Dependent arising is simply stating that everything is dependent on other things, that nothing exists in isolation; whether it is physical or mental, all is intricately connected. One could go into the metaphysical concepts of birth, death and rebirth to explain who we are and where we come from (originated from) but as far as I’m concerned that road opens up fields of unnecessary speculation and conjecture.

Emptiness is also a factual statement. We habitually invest everything with an essence and identify it as that. A tree becomes an object with the observer being the subject. A tree is no longer a dynamic living process interacting with the air, soil, microbes, insects, birds and animals and us, thought makes it into a thing separate from me.

The same goes for ‘me’, my ‘self’. Thought assumes that I am a separate, autonomous being. Ignoring or unconscious of the fact that what I call ‘I’ only exists in relationship to everyone and everything else. Modern neuro-research and (some) Buddhist thought clearly points out that what we call ‘me’ is simply a moment-to-moment dynamic ever-changing process. My ‘self’ then is an on-going construct, a construct that is empty of any permanent thing.

Bluntly put, there is no ‘essence’ to anything, whether that is a tree, a rock, a bird or a human.

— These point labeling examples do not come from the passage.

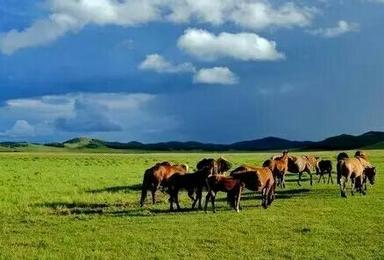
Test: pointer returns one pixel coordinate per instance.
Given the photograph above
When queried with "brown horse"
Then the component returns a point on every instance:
(341, 156)
(233, 188)
(324, 167)
(299, 165)
(220, 166)
(279, 167)
(313, 161)
(192, 182)
(357, 170)
(260, 180)
(158, 175)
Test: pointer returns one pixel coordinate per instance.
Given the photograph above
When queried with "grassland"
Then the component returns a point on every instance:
(63, 205)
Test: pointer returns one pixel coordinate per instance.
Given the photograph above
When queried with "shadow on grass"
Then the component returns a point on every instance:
(280, 194)
(78, 208)
(114, 189)
(134, 210)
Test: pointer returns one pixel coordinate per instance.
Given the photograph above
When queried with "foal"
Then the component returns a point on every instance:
(233, 188)
(258, 179)
(192, 182)
(324, 167)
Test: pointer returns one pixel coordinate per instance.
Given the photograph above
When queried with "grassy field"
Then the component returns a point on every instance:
(61, 205)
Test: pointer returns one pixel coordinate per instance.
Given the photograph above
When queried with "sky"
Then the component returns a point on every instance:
(213, 71)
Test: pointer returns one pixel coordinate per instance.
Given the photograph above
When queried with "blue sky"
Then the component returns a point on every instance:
(213, 71)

For the sake of convenience, communication, personal security and generally through habit, we divide life up into this and that, thereby separating ourselves from each other and the world in general. This isolation becomes the root cause of much of our conflicts and consequent suffering.

This is my understanding of the Buddhist concepts of emptiness and conditioned arising.

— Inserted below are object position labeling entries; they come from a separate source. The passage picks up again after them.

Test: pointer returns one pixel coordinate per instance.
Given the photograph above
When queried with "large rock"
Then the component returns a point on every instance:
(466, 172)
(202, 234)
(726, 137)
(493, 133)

And I would add that as far as these concepts of emptiness and dependent arising go: seeking is ultimately futile. It is not until one realises that there is no seeker, nothing to seek, nothing to be attained that will make you happy or fulfilled – or enlightened, that all becomes clear - to no-one.

All such activity is the ‘self’ continually trying to become something: it is the illusory self’s habitual attempts to placate and make substantial that which experience and thought has created.

“Emptiness”?? Such a cerebral concept…

Sidhartha, I used to also think that Buddhist emptiness was a cerebral concept. But as I learned more about this key Buddhist teaching, which really is central to all of Buddhism, and more importantly was able to experience the reality of emptiness in my own life, the idea became very real to me.

It's a beautiful idea, and a beautiful reality. Also, very scientific. Nothing possesses inherent existence all by itself. Everything is part of a mutually connected network of causes and effects, conditions, that works to produce both the world outside and the world inside of us. It's a reflection of oneness lying behind the world's diversity.

It means that we are not the isolated independent creatures that we so often feel we are, but an integral aspect of the whole universe.